La voix secrète de la rosée

Mon père était menuisier. Il travaillait sur une petite voie ferrée. Il avait construit de ses mains notre maison et aussi une étable. Il avait fabriqué seul les meubles de la maison : la table, les chaises et les placards. Il jouait de l'accordéon et du violon. Il était silencieux. Ma mère s'occupait d'une petite exploitation. Quand je n'étais encore qu'un bébé, elle me posait dans la mangeoire de la vache la plus gentille pendant qu'elle s'affairait aux tâches quotidiennes. C'est peut-être la raison pour laquelle j'aime autant les vaches et me sens si bien dans cette odeur.
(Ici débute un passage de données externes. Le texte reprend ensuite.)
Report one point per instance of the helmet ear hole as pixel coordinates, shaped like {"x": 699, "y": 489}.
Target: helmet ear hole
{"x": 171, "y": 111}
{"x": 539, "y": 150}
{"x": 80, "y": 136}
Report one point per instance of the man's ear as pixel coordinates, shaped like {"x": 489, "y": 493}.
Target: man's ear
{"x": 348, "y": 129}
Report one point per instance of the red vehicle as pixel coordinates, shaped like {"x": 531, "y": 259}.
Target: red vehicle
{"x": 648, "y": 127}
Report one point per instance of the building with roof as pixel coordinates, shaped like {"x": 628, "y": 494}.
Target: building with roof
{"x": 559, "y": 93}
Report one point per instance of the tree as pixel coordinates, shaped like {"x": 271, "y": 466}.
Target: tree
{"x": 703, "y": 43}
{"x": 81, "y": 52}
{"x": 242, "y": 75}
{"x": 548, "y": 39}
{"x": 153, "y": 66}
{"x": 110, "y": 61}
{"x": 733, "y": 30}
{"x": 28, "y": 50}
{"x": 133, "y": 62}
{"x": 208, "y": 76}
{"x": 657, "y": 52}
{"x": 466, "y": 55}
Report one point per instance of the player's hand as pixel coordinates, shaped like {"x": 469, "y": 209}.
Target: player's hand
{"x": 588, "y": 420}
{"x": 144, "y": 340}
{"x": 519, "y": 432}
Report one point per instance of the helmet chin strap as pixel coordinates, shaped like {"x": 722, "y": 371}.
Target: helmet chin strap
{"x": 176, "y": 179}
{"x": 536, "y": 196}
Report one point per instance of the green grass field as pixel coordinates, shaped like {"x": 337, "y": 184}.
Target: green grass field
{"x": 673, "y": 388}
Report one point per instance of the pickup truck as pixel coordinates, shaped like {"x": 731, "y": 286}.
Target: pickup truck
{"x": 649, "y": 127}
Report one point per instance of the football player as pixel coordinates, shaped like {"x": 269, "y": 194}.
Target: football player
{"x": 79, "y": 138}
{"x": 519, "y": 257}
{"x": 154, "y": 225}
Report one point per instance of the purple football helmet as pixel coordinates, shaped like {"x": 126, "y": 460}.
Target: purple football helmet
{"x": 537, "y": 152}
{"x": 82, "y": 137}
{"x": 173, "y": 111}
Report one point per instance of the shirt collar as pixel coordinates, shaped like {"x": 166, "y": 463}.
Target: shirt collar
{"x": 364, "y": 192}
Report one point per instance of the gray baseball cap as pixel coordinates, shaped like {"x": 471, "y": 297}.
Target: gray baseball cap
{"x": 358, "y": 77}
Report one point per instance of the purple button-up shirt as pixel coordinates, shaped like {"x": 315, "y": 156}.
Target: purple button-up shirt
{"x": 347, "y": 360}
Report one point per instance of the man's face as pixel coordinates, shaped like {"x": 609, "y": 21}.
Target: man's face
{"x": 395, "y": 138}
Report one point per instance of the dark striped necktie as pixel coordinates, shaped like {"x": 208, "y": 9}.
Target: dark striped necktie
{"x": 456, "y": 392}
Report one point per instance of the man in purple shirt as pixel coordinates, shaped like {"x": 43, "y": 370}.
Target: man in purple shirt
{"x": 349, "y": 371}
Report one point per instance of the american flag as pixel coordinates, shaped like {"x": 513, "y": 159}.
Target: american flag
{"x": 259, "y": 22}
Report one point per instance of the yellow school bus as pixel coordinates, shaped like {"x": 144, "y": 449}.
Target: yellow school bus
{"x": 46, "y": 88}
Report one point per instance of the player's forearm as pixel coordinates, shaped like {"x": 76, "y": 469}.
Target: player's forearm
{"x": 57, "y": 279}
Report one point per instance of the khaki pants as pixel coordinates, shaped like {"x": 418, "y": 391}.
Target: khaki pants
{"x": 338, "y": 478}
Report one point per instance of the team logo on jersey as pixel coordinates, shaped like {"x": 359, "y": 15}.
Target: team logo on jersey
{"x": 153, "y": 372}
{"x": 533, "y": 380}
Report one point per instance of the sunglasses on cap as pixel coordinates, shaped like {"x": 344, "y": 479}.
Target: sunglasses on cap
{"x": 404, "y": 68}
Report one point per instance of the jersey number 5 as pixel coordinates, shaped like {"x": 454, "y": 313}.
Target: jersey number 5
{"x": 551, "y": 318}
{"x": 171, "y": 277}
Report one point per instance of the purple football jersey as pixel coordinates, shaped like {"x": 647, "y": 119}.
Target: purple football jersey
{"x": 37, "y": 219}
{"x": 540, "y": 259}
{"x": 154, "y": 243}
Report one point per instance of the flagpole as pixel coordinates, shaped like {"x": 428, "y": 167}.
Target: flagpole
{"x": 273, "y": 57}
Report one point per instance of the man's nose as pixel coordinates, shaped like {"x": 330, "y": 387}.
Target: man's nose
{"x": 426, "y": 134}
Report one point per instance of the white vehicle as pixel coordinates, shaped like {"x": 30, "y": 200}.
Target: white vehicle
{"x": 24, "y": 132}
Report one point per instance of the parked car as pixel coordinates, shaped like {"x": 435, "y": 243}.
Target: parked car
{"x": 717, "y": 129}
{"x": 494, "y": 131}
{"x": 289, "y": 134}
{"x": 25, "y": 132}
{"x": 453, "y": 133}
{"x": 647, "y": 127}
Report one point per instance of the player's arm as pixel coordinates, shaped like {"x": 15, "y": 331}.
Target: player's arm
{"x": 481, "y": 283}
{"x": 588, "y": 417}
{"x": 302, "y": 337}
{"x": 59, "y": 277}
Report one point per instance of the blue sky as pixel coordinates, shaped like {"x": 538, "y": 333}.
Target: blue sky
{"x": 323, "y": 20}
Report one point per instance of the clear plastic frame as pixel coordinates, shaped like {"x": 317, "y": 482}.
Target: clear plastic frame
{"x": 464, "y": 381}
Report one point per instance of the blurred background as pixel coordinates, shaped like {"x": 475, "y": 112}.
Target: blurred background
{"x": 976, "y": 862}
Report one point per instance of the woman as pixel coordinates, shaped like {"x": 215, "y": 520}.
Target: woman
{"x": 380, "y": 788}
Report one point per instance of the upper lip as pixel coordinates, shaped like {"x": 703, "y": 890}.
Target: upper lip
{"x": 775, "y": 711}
Mon père rentrait du travail tous les soirs à huit heures. Et, en période de moisson, il sortait immédiatement le tracteur ou les autres engins et allait dans les champs. Souvent la rosée tombait sur nous, fraîche et douce comme une voix réconfortante venue des profondeurs inconnues.

Je n'avais jamais compris que j'appartenais à une classe. Les premières années d'école, j'étais très amie avec les filles du pasteur et du propriétaire foncier. Le pasteur avait un long par-dessus noir et un drôle de petit col. Le propriétaire foncier portait un manteau à carreaux et s'asseyait dans un fauteuil en cuir rembourré que je lui enviais. Mais ce qui me faisait le plus envie, c'était le piano carré sur lequel je jouais toujours quand je venais. Cet instrument de musique avait un son incroyable dont les notes me berçaient et me renvoyaient à un monde qui ressemblait à celui de la voix secrète de la rosée. Je n'avais jamais compris pourquoi les adultes et les enfants cherchaient à s'attirer les faveurs du pasteur et du propriétaire foncier ainsi que de leurs filles. Je m'interrogeais - en haussant les épaules. Mon unique soeur était de dix-huit ans mon aînée. Elle était journaliste. Mes parents (l'exploitante agricole et le menuisier) l'avaient poussée à faire des études avec les enfants des classes moyennes et supérieures. Cela avait fait scandale dans la famille et dans le voisinage ! Qui croyions-nous être ? Quel orgueil maladif avait donc frappé mes parents ?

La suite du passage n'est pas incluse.